File fragmentation is not a concept known to POSIX, so what you’re seeing is caused by your specific file system. On which one are you running this test?

bolausson commented 3 weeks ago

Oh yes, sorry, I though I mentioned the filesystemt. It is Lustre. Here some more information a colleague gathered:

The fio benchmark does preallocate files as shown in the snippet below of an fio strace

1599909 13:46:38.047201 openat(AT_FDCWD, "/hdd/ior-16m_dne2-nostriping/fio.blktracesingle/fiojob.0.0", O_WRONLY|O_CREAT|O_TRUNC, 0644) = 6

1599909 13:46:38.047689 fallocate(6, 0, 0, 34359738368) = 0

In the IOR cases without preallocation, the files are written sequentially, although there is a SEEK to the same file offset that would have been appended anyway.

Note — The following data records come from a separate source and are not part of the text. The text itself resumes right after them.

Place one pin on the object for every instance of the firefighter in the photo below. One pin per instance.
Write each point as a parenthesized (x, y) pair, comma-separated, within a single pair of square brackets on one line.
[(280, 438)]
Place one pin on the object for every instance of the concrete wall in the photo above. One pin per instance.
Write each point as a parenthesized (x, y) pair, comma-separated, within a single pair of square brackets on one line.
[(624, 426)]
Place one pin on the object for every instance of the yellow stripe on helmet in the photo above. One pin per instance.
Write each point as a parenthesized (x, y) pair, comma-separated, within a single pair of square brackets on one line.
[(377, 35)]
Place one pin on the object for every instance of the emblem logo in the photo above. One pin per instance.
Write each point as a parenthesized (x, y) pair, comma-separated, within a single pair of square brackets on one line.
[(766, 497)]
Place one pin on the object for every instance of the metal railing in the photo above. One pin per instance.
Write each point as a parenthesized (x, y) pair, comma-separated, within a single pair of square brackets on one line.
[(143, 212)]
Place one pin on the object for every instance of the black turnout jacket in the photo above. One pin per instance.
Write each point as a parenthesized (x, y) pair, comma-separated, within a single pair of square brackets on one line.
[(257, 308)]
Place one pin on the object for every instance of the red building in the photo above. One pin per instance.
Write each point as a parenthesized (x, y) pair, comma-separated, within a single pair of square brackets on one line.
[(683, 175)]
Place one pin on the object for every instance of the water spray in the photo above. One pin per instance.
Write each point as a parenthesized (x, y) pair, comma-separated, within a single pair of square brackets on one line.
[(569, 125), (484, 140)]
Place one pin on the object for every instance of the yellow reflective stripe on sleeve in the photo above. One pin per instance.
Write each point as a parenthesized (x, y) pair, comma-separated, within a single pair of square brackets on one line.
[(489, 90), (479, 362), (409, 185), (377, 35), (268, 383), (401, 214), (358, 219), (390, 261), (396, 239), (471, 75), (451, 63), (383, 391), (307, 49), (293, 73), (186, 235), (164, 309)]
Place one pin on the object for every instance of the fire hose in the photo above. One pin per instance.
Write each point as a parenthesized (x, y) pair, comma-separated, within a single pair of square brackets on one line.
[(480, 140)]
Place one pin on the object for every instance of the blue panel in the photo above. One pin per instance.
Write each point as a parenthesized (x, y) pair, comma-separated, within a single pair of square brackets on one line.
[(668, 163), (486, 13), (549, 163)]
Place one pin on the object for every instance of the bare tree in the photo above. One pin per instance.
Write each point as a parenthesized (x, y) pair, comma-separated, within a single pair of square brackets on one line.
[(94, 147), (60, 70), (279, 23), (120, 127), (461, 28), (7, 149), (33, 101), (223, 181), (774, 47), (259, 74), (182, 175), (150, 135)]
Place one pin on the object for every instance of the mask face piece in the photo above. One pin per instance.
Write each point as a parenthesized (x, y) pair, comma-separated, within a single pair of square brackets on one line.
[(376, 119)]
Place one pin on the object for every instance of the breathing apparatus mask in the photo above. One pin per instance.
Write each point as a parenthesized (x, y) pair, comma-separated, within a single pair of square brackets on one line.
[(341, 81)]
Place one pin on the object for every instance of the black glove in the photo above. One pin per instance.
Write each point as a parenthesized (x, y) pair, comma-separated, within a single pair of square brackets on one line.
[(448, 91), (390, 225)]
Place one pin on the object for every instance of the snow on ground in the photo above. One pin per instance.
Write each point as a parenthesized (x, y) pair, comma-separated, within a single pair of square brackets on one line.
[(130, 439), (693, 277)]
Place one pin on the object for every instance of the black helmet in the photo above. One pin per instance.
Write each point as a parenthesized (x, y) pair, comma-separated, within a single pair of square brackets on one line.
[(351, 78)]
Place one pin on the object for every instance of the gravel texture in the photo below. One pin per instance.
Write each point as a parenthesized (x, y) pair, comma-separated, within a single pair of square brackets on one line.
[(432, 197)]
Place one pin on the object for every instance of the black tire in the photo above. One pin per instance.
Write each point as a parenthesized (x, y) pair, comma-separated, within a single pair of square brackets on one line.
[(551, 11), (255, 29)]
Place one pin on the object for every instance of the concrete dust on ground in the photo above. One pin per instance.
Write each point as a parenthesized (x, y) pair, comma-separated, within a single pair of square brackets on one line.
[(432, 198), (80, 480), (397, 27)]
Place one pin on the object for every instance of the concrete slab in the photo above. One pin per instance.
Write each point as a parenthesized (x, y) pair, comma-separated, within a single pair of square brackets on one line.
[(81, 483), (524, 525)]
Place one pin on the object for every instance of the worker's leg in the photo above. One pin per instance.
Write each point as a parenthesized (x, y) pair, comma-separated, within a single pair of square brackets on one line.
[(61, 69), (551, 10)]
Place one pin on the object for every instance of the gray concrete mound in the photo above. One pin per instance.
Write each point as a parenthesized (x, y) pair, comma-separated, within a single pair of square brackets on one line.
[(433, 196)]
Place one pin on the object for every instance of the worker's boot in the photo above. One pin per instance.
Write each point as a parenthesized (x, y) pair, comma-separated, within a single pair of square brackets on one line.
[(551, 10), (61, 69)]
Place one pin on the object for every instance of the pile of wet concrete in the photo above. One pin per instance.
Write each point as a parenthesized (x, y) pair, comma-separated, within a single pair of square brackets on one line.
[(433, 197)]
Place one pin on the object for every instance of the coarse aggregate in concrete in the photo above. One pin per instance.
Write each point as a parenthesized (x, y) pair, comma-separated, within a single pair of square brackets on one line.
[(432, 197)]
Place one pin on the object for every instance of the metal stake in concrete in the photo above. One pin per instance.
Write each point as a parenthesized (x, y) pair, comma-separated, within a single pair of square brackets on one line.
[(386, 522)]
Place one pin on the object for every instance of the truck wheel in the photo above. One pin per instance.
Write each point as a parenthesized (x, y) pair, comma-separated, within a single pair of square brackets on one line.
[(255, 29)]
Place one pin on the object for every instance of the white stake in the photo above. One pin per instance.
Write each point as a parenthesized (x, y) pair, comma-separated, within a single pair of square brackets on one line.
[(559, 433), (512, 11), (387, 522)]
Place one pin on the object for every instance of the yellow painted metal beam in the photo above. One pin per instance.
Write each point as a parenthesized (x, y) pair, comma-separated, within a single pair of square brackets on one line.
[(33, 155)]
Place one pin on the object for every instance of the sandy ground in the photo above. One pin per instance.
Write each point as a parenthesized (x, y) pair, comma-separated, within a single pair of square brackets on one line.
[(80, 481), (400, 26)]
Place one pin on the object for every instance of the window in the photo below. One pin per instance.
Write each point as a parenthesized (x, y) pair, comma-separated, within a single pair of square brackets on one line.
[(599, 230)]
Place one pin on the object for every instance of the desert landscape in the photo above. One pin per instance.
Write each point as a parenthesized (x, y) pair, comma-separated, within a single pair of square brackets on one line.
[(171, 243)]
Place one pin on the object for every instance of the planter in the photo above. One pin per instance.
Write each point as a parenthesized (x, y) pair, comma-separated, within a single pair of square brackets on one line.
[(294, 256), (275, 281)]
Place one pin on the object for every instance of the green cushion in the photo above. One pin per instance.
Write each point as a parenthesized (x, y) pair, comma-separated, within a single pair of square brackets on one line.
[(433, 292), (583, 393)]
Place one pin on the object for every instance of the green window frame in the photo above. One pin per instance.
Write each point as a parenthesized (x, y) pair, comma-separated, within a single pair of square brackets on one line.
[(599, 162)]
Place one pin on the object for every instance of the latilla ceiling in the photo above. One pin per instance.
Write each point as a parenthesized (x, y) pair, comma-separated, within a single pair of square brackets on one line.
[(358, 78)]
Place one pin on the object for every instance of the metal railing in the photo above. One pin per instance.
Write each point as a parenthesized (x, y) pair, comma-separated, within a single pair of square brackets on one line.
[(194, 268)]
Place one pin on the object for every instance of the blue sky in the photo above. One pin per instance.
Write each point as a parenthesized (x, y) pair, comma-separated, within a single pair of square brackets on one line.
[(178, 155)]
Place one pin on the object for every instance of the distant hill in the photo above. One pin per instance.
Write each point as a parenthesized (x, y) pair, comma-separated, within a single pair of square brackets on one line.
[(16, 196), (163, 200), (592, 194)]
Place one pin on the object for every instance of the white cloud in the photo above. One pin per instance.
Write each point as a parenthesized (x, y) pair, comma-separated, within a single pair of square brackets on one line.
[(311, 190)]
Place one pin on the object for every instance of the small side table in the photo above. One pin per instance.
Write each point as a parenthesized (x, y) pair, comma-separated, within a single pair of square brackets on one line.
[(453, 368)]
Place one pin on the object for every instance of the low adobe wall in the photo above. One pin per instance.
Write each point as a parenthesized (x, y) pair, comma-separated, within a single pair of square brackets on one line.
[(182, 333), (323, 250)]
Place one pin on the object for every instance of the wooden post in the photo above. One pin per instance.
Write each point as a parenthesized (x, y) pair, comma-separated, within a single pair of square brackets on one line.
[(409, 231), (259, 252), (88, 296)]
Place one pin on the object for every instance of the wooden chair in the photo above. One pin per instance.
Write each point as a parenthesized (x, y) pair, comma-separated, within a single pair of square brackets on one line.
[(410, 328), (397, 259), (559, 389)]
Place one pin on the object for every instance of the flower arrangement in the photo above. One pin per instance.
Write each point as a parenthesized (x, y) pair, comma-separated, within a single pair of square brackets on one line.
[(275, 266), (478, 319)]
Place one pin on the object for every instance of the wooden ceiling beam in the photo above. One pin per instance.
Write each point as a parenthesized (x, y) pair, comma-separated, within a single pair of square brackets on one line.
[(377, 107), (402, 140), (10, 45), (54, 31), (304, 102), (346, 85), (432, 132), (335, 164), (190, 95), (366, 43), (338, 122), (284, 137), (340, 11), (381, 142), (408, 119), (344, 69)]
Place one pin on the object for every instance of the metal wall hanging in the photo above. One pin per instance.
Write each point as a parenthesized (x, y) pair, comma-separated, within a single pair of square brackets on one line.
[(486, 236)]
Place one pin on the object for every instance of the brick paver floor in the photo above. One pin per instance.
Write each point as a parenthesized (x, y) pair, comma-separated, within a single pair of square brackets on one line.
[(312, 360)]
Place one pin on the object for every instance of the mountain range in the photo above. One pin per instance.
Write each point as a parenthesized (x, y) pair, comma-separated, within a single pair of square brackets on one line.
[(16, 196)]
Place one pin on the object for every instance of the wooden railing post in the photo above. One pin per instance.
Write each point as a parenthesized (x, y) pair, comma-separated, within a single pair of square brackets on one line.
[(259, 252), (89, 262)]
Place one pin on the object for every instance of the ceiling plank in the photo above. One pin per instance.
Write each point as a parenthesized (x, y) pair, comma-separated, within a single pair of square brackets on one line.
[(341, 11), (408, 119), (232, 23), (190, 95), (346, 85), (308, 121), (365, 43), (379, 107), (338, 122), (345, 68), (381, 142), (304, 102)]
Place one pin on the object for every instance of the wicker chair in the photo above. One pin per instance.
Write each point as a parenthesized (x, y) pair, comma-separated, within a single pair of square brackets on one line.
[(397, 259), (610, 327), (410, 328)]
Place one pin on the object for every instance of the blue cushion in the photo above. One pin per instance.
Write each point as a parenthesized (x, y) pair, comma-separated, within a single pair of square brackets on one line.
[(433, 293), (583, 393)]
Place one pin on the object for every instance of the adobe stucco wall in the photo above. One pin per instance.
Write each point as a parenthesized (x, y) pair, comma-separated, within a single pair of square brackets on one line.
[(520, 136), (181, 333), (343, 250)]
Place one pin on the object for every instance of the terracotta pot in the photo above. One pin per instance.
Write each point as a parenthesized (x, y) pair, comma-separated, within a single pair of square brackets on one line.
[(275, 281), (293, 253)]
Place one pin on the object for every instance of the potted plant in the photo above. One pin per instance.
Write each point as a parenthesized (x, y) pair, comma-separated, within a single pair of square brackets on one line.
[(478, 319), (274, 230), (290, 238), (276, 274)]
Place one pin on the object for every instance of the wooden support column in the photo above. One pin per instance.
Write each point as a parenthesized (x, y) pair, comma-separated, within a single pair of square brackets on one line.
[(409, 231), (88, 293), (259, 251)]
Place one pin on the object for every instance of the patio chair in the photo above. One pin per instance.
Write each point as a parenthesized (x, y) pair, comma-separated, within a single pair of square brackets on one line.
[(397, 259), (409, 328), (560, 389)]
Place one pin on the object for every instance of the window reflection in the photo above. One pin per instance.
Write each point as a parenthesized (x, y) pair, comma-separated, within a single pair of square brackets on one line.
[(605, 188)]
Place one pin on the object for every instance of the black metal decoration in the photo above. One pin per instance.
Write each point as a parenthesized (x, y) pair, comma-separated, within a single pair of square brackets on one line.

Snippet of strace of an IOR process handling writing one file:

1599661 12:17:18.744826 lseek(18, 4714397696, SEEK_SET) = 4714397696

1599661 12:17:18.744877 write(18, "\272\263\262e\0\0\0\0\10\0\0\0\0\0\0\0\272\263\262e\0\0\0\0\30\0\0\0\0\0\0\0\272\263\262e\0\0\0\0(\0\0\0\0\0\0\0\272\263\262e\0\0\0\08\0\0\0\0\0\0\0\272\263\262e\0\0\0\0H\0\0\0\0\0\0\0\272\263\262e\0\0\0\0X\0\0\0\0\0\0\0\272\263\262e\0\0\0\0h\0\0\0\0\0\0\0\272\263\262e\0\0\0\0x\0\0\0\0\0\0\0"..., 16777216) = 16777216

1599661 12:17:18.761087 lseek(18, 4731174912, SEEK_SET) = 4731174912

1599661 12:17:18.761133 write(18, "\272\263\262e\0\0\0\0\10\0\0\0\0\0\0\0\272\263\262e\0\0\0\0\30\0\0\0\0\0\0\0\272\263\262e\0\0\0\0(\0\0\0\0\0\0\0\272\263\262e\0\0\0\08\0\0\0\0\0\0\0\272\263\262e\0\0\0\0H\0\0\0\0\0\0\0\272\263\262e\0\0\0\0X\0\0\0\0\0\0\0\272\263\262e\0\0\0\0h\0\0\0\0\0\0\0\272\263\262e\0\0\0\0x\0\0\0\0\0\0\0"..., 16777216) = 16777216

1599661 12:17:18.777467 lseek(18, 4747952128, SEEK_SET) = 4747952128

1599661 12:17:18.777513 write(18, "\272\263\262e\0\0\0\0\10\0\0\0\0\0\0\0\272\263\262e\0\0\0\0\30\0\0\0\0\0\0\0\272\263\262e\0\0\0\0(\0\0\0\0\0\0\0\272\263\262e\0\0\0\08\0\0\0\0\0\0\0\272\263\262e\0\0\0\0H\0\0\0\0\0\0\0\272\263\262e\0\0\0\0X\0\0\0\0\0\0\0\272\263\262e\0\0\0\0h\0\0\0\0\0\0\0\272\263\262e\0\0\0\0x\0\0\0\0\0\0\0"..., 16777216) = 16777216

1599661 12:17:18.793840 lseek(18, 4764729344, SEEK_SET) = 4764729344

1599661 12:17:18.793887 write(18, "\272\263\262e\0\0\0\0\10\0\0\0\0\0\0\0\272\263\262e\0\0\0\0\30\0\0\0\0\0\0\0\272\263\262e\0\0\0\0(\0\0\0\0\0\0\0\272\263\262e\0\0\0\08\0\0\0\0\0\0\0\272\263\262e\0\0\0\0H\0\0\0\0\0\0\0\272\263\262e\0\0\0\0X\0\0\0\0\0\0\0\272\263\262e\0\0\0\0h\0\0\0\0\0\0\0\272\263\262e\0\0\0\0x\0\0\0\0\0\0\0"..., 16777216) = 16777216

The offset+lengths are sequential with no gaps.